As it was happening I was shocked by the clear income demarcation that seemed to separate rational behavior from irrational behavior. Do small investors make behavioral mistakes that keep them from becoming wealthy?

I’ve read a lot of commentary lately about how the stock market is a sucker’s game, and that the wealthy just want you to buy in for their own ends. Here’s an alternate proposition: Maybe the wealthy recommend buying into the market because that’s what has worked for them in the past. And maybe they’re wealthy because they’re willing to take risks when others won’t. (Note that I’m not saying that you should put all of your savings into the market. I’m asking you to think about the current situation with some historical perspective.)

Fiduciary Responsibility

Another speaker at the financial planning conference was a woman named Kevin from the Oregon Division of Finance and Corporate Securities. Similar to NickK above, Kevin observed that a lot of people have been calling financial advisers and asking them to move 100% of their portfolio to cash. Kevin cautioned advisers against this.

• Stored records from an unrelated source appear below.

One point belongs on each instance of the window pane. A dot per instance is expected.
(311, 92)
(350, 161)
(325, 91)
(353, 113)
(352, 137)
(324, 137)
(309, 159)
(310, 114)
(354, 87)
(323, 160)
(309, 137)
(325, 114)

“Advisers are not order-takers,” Kevin said. “You have a fiduciary responsibility. If, as an investment adviser, you think this is foolish, it’s your job to resist. You may even have to fire the client.” The implication — and the sentiment in the room — seemed to be that it doesn’t make sense to move to a 100% cash position.

As in any economic climate, it’s important to understand risk tolerance, asset allocation, and diversification. Remember: On the whole, diversification decreases risk while increasing returns.

The Basics of Wise Investing

I’ve written before about why it pays to ignore financial news. The media is in the business of selling news, and to do that, they sensationalize it. “Irrational exuberance has become pervasive gloom,” John Mitchell said at the end of his presentation. Neither state of mind makes sense. They’re both extremes that lead investors to make poor decisions.

When you pay too much attention to national or international economic news, you can find yourself making decisions that don’t make sense for your personal economy. Three years ago when the housing bubble was in full swing and credit was flowing freely, many people bought into the idea that quick profits could be made from real estate. Now some of them — including my own brother — are facing foreclosure. That media-fueled frenzy has turned into media-fueled despair. If you didn’t give in before, don’t give in now.

It’s my by belief that a strong personal economy is still built on fundamentals such as these:

  • Clear financial goals
  • An adequate emergency fund
  • Limited use of debt
  • The practice of thrift
  • Smart investing for the future

The national economic situation does affect our personal financial decisions to some degree. When unemployment soars, it’s important to maintain an adequate emergency fund and to limit your use of debt. When the stock market is down, you need to understand your investment objectives, and how these relate to your risk tolerance and your investment timeline.

The foundation of a strong personal economy is education. To become a wise investor, you must be an educated investor. And you must recognize what you can and cannot control. The national (and global) economy affects your personal economy, but ultimately all you can control are your personal finances.

If you need more information on investing, go to your public library and borrow The Random Walk Guide to Investing [my review] or The Four Pillars of Investing [my review]. The Oregon Division of Finance and Corporate Securities features some excellent free publications for download, including The Basics of Wise Investing [PDF]. Read up on the subject, seek a professional adviser, and make your decisions from a position of knowledge and strength, not from a position of fear.